If amnesty is given to military members who are tenants, will they also be given favoritism if they are landlords?

That’s an interesting question we posed when we observed the case of Ballinger v. City of Oakland. When duty called for the Oakland couple, they left for Maryland for a short time but before doing so, rented out their home on a month-to-month basis. When it was time to come back home after their assignment was complete, however, the service members with two small children in tow had to fork over nearly $7,000 in relocation payments to their tenants.

The Air Force couple challenged the relocation scheme on constitutional grounds, but the court ruled they failed to “plead a cognizable legal theory” and that paying money to outgoing tenants is not an illegal seizure of property.

Military members get added recognition under new state law

The Governor recently signed a flurry of housing-related bills, two of them directly related to veterans, though not every landlord is a fan. In today’s polarized political climate, though, expressing concerns over added protections for veterans can be viewed as being against the troops.

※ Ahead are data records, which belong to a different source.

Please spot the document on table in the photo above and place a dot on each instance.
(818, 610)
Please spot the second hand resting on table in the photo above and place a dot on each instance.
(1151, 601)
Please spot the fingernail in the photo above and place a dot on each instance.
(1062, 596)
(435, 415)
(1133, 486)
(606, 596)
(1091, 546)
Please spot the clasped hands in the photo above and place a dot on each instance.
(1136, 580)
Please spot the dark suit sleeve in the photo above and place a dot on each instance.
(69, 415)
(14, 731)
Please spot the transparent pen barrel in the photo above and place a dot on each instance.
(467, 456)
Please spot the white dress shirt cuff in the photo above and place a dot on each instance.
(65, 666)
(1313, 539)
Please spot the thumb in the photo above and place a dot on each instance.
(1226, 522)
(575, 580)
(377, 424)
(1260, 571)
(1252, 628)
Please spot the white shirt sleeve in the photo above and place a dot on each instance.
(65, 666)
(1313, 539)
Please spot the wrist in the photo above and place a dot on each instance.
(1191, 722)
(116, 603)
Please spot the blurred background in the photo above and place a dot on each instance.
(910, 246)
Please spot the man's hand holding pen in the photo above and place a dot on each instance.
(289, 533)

SB 644 lowers limits on security deposits for active military – service members need only pay one month’s rent for unfurnished units and two months’ rent for furnished units.

If, however, the applicant has a poor credit history or track record of damaging rental property, these more relaxed security deposit rules would not apply. The lower security deposit requirement will not apply if the unit is rented to several individuals outside the service member’s close-knit family.

Although the bill has received widespread support and has been heralded by housing advocates, anti-poverty groups and veterans’ organizations, a high security deposit is sacrosanct to some landlords who fear that they will not have enough money on hand to pay for repairs and make no distinction that the tenant is in uniform.

At Bornstein Law, we say lighten up and give them a break. There’s plenty of more pressing concerns operating a rental business than shaving a security deposit for those who risk their lives to defend a person’s right to own a property.

Anti-discrimination laws extend to military members and veterans

We have stated in many venues that California has an ever-expanding pool of “protected” classes that cannot be discriminated against, and SB 222 adds veterans to a list of tenants who cannot be given the cold shoulder because of veteran or military status. Declaring that such bias is against public policy, the bill prohibits rental property owners from refusing to accept Veterans Affairs Supportive Housing Vouchers.

General Douglas MacArthur once said, “Whoever said the pen is mightier than the sword obviously never encountered automatic weapons.” We agree and pay homage to our brave heroes, but in landlord-tenant matters, we are reduced to the pen and legislation to ease the burden.